Idaho Gov. C.L. “Butch” Otter on Jan. 7 proposed eliminating Idaho’s personal property tax, a move that would cost $141 million in tax revenue but provide a boost to business leaders who say the tax is a drag on the economy.
Otter outlined his intentions for 2013 during his State of the State address where he unveiled a slightly larger state budget and discussed health care and education plans for the new legislative session.
Business leaders have urged lawmakers to dump the personal property tax, levied against everything from office desks to transmission lines and machinery in semiconductor factories. They say the tax prevents them from growing their businesses and hiring more workers.
To make up for the money local governments would lose out on, Otter set aside $20 million to pay cities, counties and school districts. The Republican governor also advocated giving local leaders more flexibility to raise sales or income taxes in their districts to help fund courts, public safety, education and roads.
“My preference is granting local-option taxing authority that enables county voters to decide for themselves how to address their most-pressing needs,” Otter told nearly all the 105 representatives and senators.

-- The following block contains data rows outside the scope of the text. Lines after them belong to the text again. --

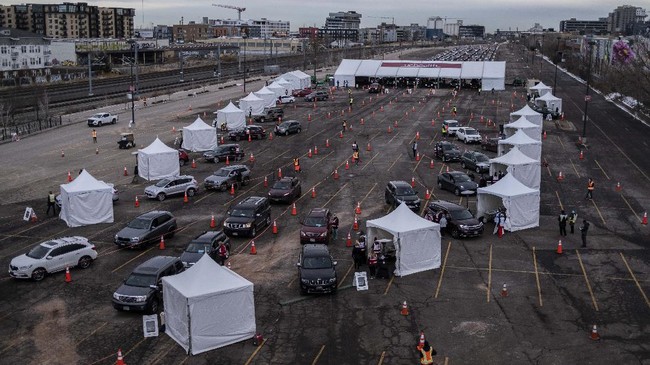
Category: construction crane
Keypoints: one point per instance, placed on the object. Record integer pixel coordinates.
(239, 10)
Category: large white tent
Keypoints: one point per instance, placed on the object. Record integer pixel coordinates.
(529, 113)
(530, 147)
(208, 306)
(416, 240)
(199, 136)
(252, 104)
(298, 79)
(232, 116)
(86, 200)
(522, 167)
(158, 161)
(532, 130)
(270, 99)
(521, 202)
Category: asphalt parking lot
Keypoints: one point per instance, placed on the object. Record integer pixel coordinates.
(553, 300)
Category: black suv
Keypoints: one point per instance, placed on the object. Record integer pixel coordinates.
(460, 221)
(400, 191)
(247, 216)
(446, 151)
(142, 290)
(206, 243)
(316, 270)
(233, 151)
(147, 228)
(285, 190)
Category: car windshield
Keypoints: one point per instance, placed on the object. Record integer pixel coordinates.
(315, 222)
(196, 247)
(282, 185)
(461, 214)
(139, 223)
(140, 280)
(317, 263)
(238, 212)
(38, 252)
(162, 183)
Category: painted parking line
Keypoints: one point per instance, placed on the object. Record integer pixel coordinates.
(584, 274)
(647, 302)
(442, 270)
(539, 287)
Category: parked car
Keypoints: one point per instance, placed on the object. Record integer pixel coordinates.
(460, 221)
(142, 290)
(317, 95)
(99, 119)
(176, 185)
(452, 126)
(316, 270)
(146, 228)
(288, 127)
(286, 99)
(456, 182)
(219, 153)
(207, 243)
(468, 135)
(51, 256)
(475, 161)
(446, 151)
(226, 176)
(247, 216)
(255, 131)
(285, 190)
(316, 227)
(398, 192)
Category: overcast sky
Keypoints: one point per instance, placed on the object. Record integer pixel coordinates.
(493, 14)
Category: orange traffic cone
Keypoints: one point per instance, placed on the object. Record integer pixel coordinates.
(504, 290)
(120, 359)
(594, 334)
(405, 309)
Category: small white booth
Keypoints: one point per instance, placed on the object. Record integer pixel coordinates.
(199, 136)
(86, 200)
(416, 240)
(208, 306)
(158, 161)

Minority Democrats are often critical of Otter’s proposals but didn’t immediately rebuff the property tax plan.
Rep. Grant Burgoyne, D-Boise, said he’s amenable to ditching the personal property tax — as long as local governments are given the power to ask voters to raise taxes within their own jurisdictions. Burgoyne has already drafted legislation he hopes gets a vetting once negotiations begin.
“Different communities are going to have difficult solutions,” Burgoyne said. “Some communities that don’t have much of a sales tax opportunity are going to find a local option income tax to be more useful.”
For fiscal year 2014 starting in July, Otter proposed a roughly $2.8 billion budget, reflecting about a 3 percent increase. He said the proposal was conservative because it grows less quickly than the state’s overall anticipated revenue.
The two-term governor also promised quick legislation for Idaho to enact its health insurance exchange, envisioned by the federal Affordable Care Act as a federally-subsidized online marketplace for individuals and businesses to compare and shop for insurance coverage. Lawmakers must still approve the bill, something hardly guaranteed in Idaho’s conservative Legislature.
Otter opposed the federal health care law, joining the unsuccessful suit that sought to overturn the 2010 changes in the U.S. Supreme Court.
However, he said, now that the law is in place, it’s important for Idaho maintain its voice in enacting the regulations as state leaders see fit.
Idaho is one of only four Republican-led states pursuing exchanges, a status Otter predicts will provide leverage in negotiations with the Department of Health and Human Services. Officials still must determine which benefits must be offered in insurance policies and which companies can participate.
Neither Obama, nor HHS Secretary Kathleen Sebelius wants a Republican state that “was trying to create its own exchange walking away from the table,” he said at a press conference following his speech.
Otter is avoiding a related fight, however, by not immediately endorsing the expansion of Idaho’s Medicaid coverage to include more than 100,000 additional low-income residents whose bills would largely be paid for with funding from Washington.
In November, Otter’s own, hand-picked panel urged him to accept the expansion foreseen by the federal health care law, arguing doing otherwise could cost Idaho $284 million by 2024.
Instead, Otter now plans to spend the next year studying how Idaho’s federal-state funded health care system for the poor can be revamped to make it less focused on paying fees for services and more on requiring Medicaid beneficiaries to take more responsibility for their health.
“We have time to do this right,” he said, on what he calls a “broken” Medicaid program. “I hope to return in 2014 with specific proposals.”
Following the speech, new House Speaker Scott Bedke, R-Oakley, said he agreed with Otter’s decision to wait — even if it means continued funding of an existing insurance program that covers medical bills of the state’s indigent population — but costs the state and counties some $60 million annually, without federal help.
“That’s the devil we know,” Bedke said.
Otter also used his address to ask lawmakers to increase state funding of public schools by 2 percent, to about $1.28 billion, or $25 million more than the current year. He did not propose pay raises for teachers and most state workers.
The governor acknowledged Jan. 7 he and Superintendent of Public Instruction Tom Luna made mistakes in pushing through the “Students Come First” public education overhaul in 2011 without more public support, a problem that led to voter’s rejection of the plan on Nov. 6.
He reiterated hopes for a new panel he assembled last month to come up with new, broadly-supported proposals — not this session, but 2014.
“I’m convinced that acting too quickly or without due deliberation will generate needless distraction,” he said.